An application of leptin in promoting the healing of wound is disclosed. It can be made into the medicine in the form capsule, tablet or injection, or the additive of cosmetics.

Description

The purposes of leptin for promoting healing of wound
Technical field
The present invention relates to a kind of leptin that obtains with technique for gene engineering in the application aspect the promotion wound healing.
Background technology
Leptin (leptin) is the protein product of ob gene (ob), finds in mouse experiment first in 1994, and it is made up of 167 amino acid residues, is highly hydrophilic protein, and molecular weight is 16KD.Leptin enters blood by fatty tissue secretion, by combine the energy balance, depot fat and some endocrine function and the immunologic function of regulating body with central nervous system's leptin receptor (OB-R), and participation reproduction and hemopoietic function.The receptor of leptin is very extensive in the distribution of human body.In hypothalamus and choroid plexus, at nearly all internal organs such as the heart, liver, kidney, pancreas, thymus and spleens, the expression of leptin receptor is all arranged in various kinds of cell such as mononuclear cell, T lymphocyte, macrophages, and have the variant of multiple leptin receptor to exist in vivo, different tissues has different leptin receptors to express.Therefore, leptin has different metabolism at different tissues.The structure of leptin and receptor thereof belongs to the member of cytokine family, and this family member comprises: IL-6, IL-11, IL-12, leukaemia inhibitory factor (LIF), G-CSF, CNTF and cancer suppressor protein M etc.; And its signal transduction pathway also the approach with cytokine is identical.Therefore, also the regulative mode with cytokine is identical for the regulative mode of leptin in the immunne response process.

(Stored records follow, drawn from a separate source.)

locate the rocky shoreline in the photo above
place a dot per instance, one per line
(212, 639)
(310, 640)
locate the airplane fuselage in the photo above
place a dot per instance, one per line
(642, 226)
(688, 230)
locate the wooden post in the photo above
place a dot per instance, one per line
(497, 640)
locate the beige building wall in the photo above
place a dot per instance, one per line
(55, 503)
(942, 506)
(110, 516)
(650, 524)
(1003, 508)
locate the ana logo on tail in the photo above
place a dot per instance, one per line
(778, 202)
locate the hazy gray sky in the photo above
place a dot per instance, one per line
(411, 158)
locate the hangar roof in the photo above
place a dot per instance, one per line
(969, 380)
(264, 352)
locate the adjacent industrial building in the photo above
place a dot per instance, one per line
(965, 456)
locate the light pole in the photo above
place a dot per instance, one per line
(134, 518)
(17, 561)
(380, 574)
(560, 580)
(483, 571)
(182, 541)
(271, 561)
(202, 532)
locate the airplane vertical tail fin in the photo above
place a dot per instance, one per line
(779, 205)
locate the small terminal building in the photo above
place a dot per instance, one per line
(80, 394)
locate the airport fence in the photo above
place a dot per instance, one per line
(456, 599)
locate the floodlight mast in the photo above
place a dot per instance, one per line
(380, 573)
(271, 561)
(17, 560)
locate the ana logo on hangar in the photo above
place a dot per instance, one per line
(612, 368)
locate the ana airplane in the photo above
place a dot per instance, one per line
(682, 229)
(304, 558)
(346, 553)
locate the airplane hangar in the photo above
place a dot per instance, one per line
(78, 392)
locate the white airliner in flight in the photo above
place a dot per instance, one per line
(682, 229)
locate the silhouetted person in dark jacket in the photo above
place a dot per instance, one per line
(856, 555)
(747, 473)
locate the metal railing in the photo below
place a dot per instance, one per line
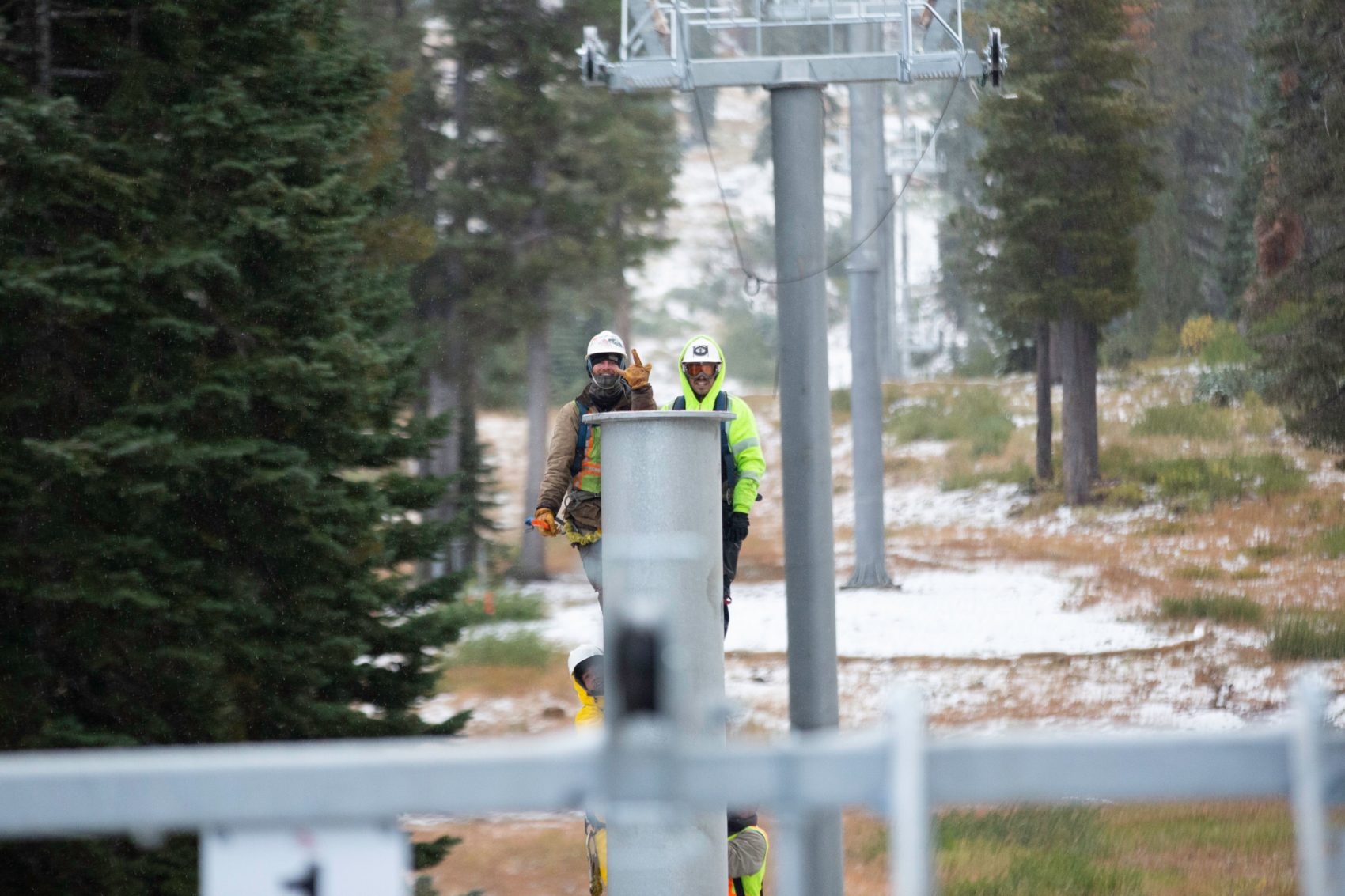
(896, 771)
(685, 44)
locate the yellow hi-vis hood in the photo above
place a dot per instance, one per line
(591, 706)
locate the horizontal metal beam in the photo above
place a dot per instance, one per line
(647, 74)
(165, 788)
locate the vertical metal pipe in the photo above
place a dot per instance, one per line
(905, 307)
(865, 380)
(42, 17)
(806, 441)
(662, 572)
(1308, 788)
(888, 284)
(911, 846)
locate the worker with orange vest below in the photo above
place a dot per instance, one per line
(748, 846)
(569, 501)
(741, 462)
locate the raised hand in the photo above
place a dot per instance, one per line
(545, 522)
(636, 374)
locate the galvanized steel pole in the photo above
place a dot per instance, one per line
(662, 576)
(806, 437)
(866, 168)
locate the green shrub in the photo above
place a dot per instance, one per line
(1227, 347)
(1189, 422)
(1332, 543)
(505, 607)
(1308, 637)
(1126, 494)
(1222, 608)
(1219, 478)
(1228, 384)
(976, 414)
(518, 648)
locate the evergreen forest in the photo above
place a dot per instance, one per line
(263, 263)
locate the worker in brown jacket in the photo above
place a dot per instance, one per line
(569, 501)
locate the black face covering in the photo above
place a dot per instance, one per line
(607, 384)
(608, 391)
(740, 821)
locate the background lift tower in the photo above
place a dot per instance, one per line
(793, 49)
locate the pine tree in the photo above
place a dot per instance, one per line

The discovery of leptin once made people see and disclosed the fat mechanism dawn fat with treatment.But human experimentation shows that human overweight people also has no lack of leptin, and the action effect of leptin fat-reducing is also not obvious.Studies show that leptin can stimulate the propagation and the differentiation of yolk sac cell and fetal liver cells effectively, and can directly act on ovary, influences reproduction and fertility; Also direct hemopoietic blast cell promotes the generation of blood vessel; The leptin regulating immunological function, when infection and inflammation, leptin level obviously raises, and can improve macrophage and granulocytic quantity.The hormonal readiness of leptin and receptor deficiency Mus thereof, reproductive function, skeletal structure and immunologic function are all unusual.
Summary of the invention
On the basis of existing technology, the present inventor is with experiment showed, that leptin has the effect that promotes growth and wound healing.Smear in wound location and to give the leptin preparation, can promote wound healing, improve the tension stress intensity of wound skin.According to purposes of the present invention, leptin can also be added into cosmetics, be used for the renewal of epidermis.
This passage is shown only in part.